Now, back to the numbers in this federally funded CDC report. Wow, there 1.4 MILLION violent crimes committed in 1999 in the US but only 24% involved the use of a firearm.  This ia LOW number! What is lacking is what was used in the other approximately 850,000 other violent crimes. Maybe there should be restrictions and ownership tests applied to baseball bats, knives, hammers and other if we want to save lives. A science-based study would have reported the numbers on the other contributors to those deaths. More interesting is that the CDC report indicates there are enough guns in the US that there is basically one per person. The report further reveals that the number of homes with firearms has been rising, from 35% to more than 40%.

More numbers from the report are: there are basically 192 million firearms owned in the United States (in a 1994 survey) and 65 million of those were handguns; 70 million were rifles; 49 million were shotguns; and the remainder were other guns (7). Among handgun owners, 34% kept their guns loaded and unlocked. An estimated 10 million handguns, one sixth of the handguns owned, were regularly carried by their owners, approximately half in the owners' cars and the other half on the owners' persons. 

Due to increased firearms sales, especially handguns, from 2004 to 2016 because of federal government leadership and an election and re-election, those ownership numbers have definitely risen, especially in the handguns category. This has been reported by firearms trade organizations and BATF. The fact that there are so many CC classes offered in communities, and resulting in CC licenses applied for, the number of firearms carried in the US has also risen—dramatically.
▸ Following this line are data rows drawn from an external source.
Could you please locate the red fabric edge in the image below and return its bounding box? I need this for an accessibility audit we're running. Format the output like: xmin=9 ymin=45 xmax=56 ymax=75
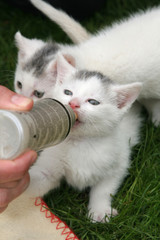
xmin=34 ymin=197 xmax=80 ymax=240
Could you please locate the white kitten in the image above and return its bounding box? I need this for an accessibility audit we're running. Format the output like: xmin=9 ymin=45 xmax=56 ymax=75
xmin=30 ymin=0 xmax=91 ymax=44
xmin=25 ymin=55 xmax=142 ymax=223
xmin=14 ymin=6 xmax=160 ymax=125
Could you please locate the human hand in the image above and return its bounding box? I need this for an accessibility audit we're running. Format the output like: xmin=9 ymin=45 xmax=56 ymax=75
xmin=0 ymin=86 xmax=37 ymax=213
The CDC  report does note that the manufacture, distribution, sale, acquisition, storage, transportation, carrying, and use of firearms in the United States are regulated by a complex array of federal, state, and local laws and regulations. Then, however, the report takes a fatal jump and examines firearms laws as one of many approaches to reducing firearms violence. But eventually this CDC report does note evidence was insufficient to determine the effectiveness of gun control and other anti-2A laws for the following reasons:

 

The numerous programs or groups of laws related to firearms and ownership were inconsistent in producing any noted results. These include: Bans on ammunition; restrictions on firearms acquisitions; studies on waiting periods; zero tolerance of firearms in schools (gun free zones); child access laws; shall issue laws; and combinations of firearms laws. All, again, were found inconsistent in doing anything to prevent a death by firearm. 

The report sums the complete CDC study and effort with one telling sentence: “In summary, the Task Force found insufficient evidence to determine the effectiveness of any of the firearms laws reviewed for preventing violence.” Like most government funded research, the report indicates more research is needed, um, “that more high-quality research is needed.” This effort has resulted in states calling homes and conducting firearm and health research, like the one recently done in Oregon, and in doctors asking patients questions about firearm ownership and placement in the home. Since doctors, however, are not trained to conduct professional surveys and focus groups, these questions and the resulting reports would be seriously flawed.

One thing missing is the cost to taxpayers of this 2003 CDC report. Funding for this and the other proposed reports became such an issue that it was eventually cut off. Now anti-gun groups are again trying to fund this anti-gun research effort because the first attempt did NOT meet their agenda. In fact, on the other side of the fence, this report revealed bans, gun-free zones, waiting periods and gun laws have accomplished NOTHING.